Même les femmes les plus féministes se surprennent à aimer le regard conquérant des hommes sur elles ou à préférer des tâches ménagères à des activités censément plus épanouissantes. Ces désirs sont-ils incompatibles avec leur indépendance ?Les scandales sexuels qui ont agité le monde ces dernières années ont jeté une lumière crue sur l'envers de la domination masculine : le consentement des femmes à leur propre soumission.Tabou philosophique et point aveugle du féminisme, la soumission des femmes n'est jamais analysée en détail, dans la complexité des existences vécues. Sur les pas de Simone de Beauvoir, Manon Garcia s'y attelle avec force, parce que comprendre pourquoi les femmes se soumettent est le préalable nécessaire à toute émancipation.

Auteurice.s:

Manon Garcia

  • Féminisme
  • Commentaire

    Je commence par ce que j'ai bien aimée. Je trouve le bouquin vachement intéressant dans un premier temps. Tout comme l'indique le titre, c'est une analyse Beauvoirienne de la société, et plus précisement de la soumission. L'autrice accentue la vision de Beauvoir de la femme comme situation. C'est-à-dire que, dans une perspective non essentialiste mais non constructiviste non plus, il s'agit de voir la femme comme déjà signifié au monde. Contrairement à la vision "classique" qui voudrait que l'humain soit d'abord "seul en lui-même", puis seulement après "en relation avec les autres"; elle reprends Heidegeer qui voit l'humain comme directement incorporé au monde. L'humain est le monde en quelque sorte, il est "aussi primitif que lui". Appliqué au cas de la différence sexuelle, il s'agit ainsi de comprendre un monde dans lequel « la différence sexuelle existe déjà et, en même temps, tout individu, par son existence même, va avoir un impact sur ce que l'on entends par différence sexuelle ». Cela à une grande importance en ce que, en naissant, on est déjà en partie determiné.e, ne serait-ce par des normes qui nous pré-existent. « On comprends [...] alors comment Beauvoir peut à la fois nier l'eternel feminin ou toute autre nature [...] sans pour autant considérer que cette construction impliquerait [...] une absence de réalité de la différence sexuelle.
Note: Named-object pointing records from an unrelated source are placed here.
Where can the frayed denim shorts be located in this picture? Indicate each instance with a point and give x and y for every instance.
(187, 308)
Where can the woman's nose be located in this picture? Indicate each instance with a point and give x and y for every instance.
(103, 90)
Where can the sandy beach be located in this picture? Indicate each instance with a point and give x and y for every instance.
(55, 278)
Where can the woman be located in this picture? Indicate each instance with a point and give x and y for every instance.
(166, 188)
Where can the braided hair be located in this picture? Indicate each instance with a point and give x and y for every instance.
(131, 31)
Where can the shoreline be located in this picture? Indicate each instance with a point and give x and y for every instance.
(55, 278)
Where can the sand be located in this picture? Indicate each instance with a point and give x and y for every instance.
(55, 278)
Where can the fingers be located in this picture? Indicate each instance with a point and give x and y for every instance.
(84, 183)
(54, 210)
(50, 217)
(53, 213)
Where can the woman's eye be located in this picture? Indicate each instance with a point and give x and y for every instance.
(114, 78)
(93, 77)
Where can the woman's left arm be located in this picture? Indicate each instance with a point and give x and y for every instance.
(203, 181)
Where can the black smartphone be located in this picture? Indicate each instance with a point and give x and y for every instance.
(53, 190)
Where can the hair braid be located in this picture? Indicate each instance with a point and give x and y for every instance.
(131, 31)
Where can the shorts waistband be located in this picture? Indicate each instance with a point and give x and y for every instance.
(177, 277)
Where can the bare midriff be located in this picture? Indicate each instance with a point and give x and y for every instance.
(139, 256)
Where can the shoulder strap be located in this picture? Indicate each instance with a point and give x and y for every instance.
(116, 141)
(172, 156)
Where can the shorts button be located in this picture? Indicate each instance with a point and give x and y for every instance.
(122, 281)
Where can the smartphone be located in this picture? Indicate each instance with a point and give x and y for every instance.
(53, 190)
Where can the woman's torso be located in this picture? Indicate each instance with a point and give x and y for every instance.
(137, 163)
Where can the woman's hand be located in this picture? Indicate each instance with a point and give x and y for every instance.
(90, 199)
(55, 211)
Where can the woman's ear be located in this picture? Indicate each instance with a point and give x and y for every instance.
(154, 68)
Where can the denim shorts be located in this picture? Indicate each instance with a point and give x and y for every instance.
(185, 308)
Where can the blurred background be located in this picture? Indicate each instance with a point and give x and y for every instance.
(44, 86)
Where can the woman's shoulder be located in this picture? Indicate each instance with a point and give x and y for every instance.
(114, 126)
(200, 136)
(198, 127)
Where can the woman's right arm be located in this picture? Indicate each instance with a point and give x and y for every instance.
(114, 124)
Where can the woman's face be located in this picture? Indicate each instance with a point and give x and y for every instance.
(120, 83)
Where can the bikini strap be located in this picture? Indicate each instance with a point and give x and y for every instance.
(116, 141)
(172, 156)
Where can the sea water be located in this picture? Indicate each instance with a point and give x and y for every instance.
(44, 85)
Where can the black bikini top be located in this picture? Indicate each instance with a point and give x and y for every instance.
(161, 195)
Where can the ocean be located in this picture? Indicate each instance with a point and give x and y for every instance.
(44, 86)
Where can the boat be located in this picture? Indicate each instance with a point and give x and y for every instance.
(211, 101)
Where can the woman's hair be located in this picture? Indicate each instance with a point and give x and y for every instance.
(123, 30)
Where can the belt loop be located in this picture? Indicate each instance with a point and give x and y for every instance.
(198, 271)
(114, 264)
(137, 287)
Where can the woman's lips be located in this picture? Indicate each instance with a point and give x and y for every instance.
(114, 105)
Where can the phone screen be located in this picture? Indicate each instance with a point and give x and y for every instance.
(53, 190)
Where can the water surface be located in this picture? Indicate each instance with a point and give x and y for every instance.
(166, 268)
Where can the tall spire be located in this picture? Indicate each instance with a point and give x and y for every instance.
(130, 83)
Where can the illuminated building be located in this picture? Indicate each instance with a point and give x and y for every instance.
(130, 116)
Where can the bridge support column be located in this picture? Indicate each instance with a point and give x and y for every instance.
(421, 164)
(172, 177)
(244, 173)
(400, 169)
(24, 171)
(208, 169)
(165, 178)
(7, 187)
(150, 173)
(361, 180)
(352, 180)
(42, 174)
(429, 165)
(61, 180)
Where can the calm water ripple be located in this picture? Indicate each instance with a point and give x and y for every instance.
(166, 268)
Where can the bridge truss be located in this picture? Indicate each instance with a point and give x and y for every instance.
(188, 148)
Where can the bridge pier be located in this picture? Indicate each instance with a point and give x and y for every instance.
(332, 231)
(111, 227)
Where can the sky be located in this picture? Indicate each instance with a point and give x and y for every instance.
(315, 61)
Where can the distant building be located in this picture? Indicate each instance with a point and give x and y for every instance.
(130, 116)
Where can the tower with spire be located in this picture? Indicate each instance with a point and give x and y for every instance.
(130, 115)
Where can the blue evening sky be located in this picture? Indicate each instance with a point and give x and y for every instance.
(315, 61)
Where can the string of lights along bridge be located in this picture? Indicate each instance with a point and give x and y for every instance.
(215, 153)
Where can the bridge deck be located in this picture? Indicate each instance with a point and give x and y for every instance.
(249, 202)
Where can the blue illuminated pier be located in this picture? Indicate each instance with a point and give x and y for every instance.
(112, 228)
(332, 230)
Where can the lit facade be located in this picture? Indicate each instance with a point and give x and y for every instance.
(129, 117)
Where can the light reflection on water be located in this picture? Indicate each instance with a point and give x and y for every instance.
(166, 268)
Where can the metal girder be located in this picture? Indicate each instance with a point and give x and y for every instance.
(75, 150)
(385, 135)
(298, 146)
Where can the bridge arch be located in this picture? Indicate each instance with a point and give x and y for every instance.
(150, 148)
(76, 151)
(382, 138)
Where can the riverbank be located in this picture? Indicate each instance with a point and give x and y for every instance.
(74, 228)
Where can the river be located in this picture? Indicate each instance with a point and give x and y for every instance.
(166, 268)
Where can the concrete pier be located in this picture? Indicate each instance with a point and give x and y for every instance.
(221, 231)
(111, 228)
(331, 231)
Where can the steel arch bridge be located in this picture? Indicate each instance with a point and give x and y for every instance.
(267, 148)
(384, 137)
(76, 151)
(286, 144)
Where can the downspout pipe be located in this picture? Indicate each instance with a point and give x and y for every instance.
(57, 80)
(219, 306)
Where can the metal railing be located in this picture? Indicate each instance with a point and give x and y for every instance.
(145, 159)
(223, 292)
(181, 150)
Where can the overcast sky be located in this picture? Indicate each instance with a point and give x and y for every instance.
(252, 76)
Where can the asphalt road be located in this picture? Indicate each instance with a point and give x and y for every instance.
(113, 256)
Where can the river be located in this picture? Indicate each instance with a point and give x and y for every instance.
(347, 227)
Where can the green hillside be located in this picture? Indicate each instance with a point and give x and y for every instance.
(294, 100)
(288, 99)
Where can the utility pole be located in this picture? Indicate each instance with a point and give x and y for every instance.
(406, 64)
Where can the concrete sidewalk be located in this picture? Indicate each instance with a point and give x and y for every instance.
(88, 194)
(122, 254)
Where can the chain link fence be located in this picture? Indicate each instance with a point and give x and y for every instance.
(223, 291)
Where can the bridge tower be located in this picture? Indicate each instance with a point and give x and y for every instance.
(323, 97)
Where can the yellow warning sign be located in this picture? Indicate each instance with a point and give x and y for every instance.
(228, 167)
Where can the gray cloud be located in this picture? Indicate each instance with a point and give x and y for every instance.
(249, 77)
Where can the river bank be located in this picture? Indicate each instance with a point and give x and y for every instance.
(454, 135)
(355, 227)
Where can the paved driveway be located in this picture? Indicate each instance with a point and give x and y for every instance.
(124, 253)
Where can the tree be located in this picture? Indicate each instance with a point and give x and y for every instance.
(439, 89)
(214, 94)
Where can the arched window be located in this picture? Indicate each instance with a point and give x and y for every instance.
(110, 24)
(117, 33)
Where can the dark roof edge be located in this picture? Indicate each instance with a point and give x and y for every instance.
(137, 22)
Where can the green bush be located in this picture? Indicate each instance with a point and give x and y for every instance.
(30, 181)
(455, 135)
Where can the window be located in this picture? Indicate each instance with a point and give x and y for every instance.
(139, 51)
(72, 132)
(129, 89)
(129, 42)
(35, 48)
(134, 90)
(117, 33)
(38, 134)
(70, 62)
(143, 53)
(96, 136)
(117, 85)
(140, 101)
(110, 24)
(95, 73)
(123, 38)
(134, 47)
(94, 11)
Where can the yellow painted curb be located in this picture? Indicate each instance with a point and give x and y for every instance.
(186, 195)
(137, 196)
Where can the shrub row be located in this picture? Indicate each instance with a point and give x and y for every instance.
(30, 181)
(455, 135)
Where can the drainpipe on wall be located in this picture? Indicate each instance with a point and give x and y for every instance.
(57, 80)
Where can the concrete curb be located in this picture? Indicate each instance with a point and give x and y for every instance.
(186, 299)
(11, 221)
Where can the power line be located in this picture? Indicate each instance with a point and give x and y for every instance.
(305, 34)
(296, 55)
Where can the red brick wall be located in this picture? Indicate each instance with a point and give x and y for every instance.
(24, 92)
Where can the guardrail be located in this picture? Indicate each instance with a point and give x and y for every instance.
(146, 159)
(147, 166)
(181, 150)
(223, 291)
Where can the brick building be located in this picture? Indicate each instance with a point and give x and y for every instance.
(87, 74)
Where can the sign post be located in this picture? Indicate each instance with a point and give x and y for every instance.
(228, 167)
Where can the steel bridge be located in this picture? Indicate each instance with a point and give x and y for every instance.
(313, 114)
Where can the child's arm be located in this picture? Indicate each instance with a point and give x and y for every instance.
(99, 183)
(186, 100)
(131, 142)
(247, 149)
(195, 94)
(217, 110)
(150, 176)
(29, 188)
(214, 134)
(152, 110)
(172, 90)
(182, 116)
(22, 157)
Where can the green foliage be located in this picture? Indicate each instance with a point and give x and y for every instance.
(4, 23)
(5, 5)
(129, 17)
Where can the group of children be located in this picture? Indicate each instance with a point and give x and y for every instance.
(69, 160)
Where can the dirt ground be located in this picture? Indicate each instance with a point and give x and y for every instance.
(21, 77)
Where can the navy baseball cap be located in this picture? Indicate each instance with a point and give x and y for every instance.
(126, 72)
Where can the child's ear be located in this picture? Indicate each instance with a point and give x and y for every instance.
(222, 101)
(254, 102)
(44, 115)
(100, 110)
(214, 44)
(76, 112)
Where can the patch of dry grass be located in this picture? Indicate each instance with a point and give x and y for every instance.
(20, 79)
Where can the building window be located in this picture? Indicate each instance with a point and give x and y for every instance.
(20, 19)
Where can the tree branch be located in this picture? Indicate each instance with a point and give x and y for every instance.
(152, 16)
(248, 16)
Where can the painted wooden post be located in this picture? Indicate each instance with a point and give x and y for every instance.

Dans la mesure ou tout individu est toujours d'abord dans un monde déjà interprété, déjà structuré par des normes [...], l'individu ne peut se construire autrement que par rapport à ces normes [...] ». Je trouve l'idée de situation vachement intéressante, et j'ai l'impression que dans la lecture que Garcia en fait, il y a tout de même des points communs avec Butler, des fois explicites (refus du determinisme biologique), mais aussi des fois implicites (on ne peut pas sortir du social).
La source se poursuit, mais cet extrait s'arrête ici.